In the year 2077, when each font will run it's own virtual machine on WASM containing a "minimal" Ubuntu image, some enlightened blogger will suggest server side rendered fonts as a performance improvement.

By @pjmlp - 8 months
Nice demo.

Without trying to steal the thread, what I would care is actually the opposite direction.

Neither in Swift Playgrounds, nor in any other programming development environment apps for both mobile OSes, have I found a good development experience using pen instead of keyboard.

Given how many of us "program" in paper notebooks, it is quite incredible that besides a couple of research projects done by PhD students, no one cares to actually make it more widespread in a usable way.

By @tombh - 8 months
I've read the README and watched the video, but I'm still not sure what this is doing? I know it can "synthesize [a] font at runtime", so does that mean it's creating a random handwritten font as you type? But it's not based on the user's handwriting?
By @gwern - 8 months
This looks like it'd be quite useful for faking documents more convincingly. Existing handwriting fonts always have tell-tale regularities and there's so few that forensics analysis exposes them easily.
By @jcelerier - 8 months
I wonder what makes SIMD an improvement here - in the end it all boils down to TTF bytecode and I don't think this comes with SIMD instructions, right?
By @fulafel - 8 months
I wondered why there's just a video and no demo. But does it require the new wasm features in the browser ttf support?
By @BigParm - 8 months
Wtf is happening here what are the inputs and outputs? Hard to tell what this program does for me
By @kragen - 8 months
this is amazing! i'm guessing you can probably get it to antialias without much more work

as the demo video shows, it's probably not something you want to have in between you and the ability to scroll a web page or close a tab. but i guess using harfbuzz now means we're buying into a turing-complete virtual machine running an arbitrary program in order to display a glyph. how seriously crippled are the harfbuzzless rendering paths? i'm assuming opting out of harfbuzz means opting out of arabic, devanagari and other indic scripts, etc.? is there a less out-of-control alternative that doesn't leave two billion people out in the cold?

By @vintermann - 8 months
So you trained a THAT small RNN to make this good handwriting?
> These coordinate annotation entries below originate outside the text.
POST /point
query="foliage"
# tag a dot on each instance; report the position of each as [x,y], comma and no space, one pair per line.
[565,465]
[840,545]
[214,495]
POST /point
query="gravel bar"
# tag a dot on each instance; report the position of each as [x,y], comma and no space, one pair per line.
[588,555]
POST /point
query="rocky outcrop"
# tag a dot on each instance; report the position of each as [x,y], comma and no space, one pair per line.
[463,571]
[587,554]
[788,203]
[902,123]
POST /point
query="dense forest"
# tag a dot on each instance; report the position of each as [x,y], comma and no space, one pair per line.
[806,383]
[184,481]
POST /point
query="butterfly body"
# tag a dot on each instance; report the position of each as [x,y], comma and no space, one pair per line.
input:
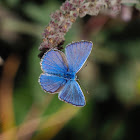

I'm actually even more impressed at that than at the crazy pipeline turning it into a font in realtime.
By @calebj0seph - 8 months
Damn, this is impressive!

We built a WebGL text renderer with full CJK support using Harfbuzz for our production whiteboard web app. I thought that was complicated until now.

By @adzm - 8 months
I've been curious about seeing if harfbuzz etc could help create a styled Elianscript font but not really sure where to start.
By @eigenvalue - 8 months
Fun hack. I bet Alex Graves never in a million years anticipated that his PhD thesis work would be encapsulated in a novelty font.
By @a1o - 8 months
I don't get it, why there's no link to a GitHub pages website to test the thing?
By @einpoklum - 8 months
OP's repository has a Makefile which assumes a docker daemon is available.
By @andrewmcwatters - 8 months
It visually fails to preserve “handedness.”
By @piyushtechsavy - 8 months
Nice demo, for sure a fun app.
By @a2128 - 8 months
Link to llama.ttf, another fun font that abuses HarfBuzz for anyone interested (it runs a language model inside a font): https://fuglede.github.io/llama.ttf/

The llama.ttf video does a pretty good job explaining what the heck is going on

By @cyberax - 8 months
Year 2045: fonts become self-aware and go on a strikethrough.
By @dancemethis - 8 months
This is so cursed, there is so much that begs the question - "why?"...

I love it.

I can't wait for the next beautiful nightmare. Maybe someone should mix font rendering with PDF rendering. Of course, with a LLM doing something in the middle.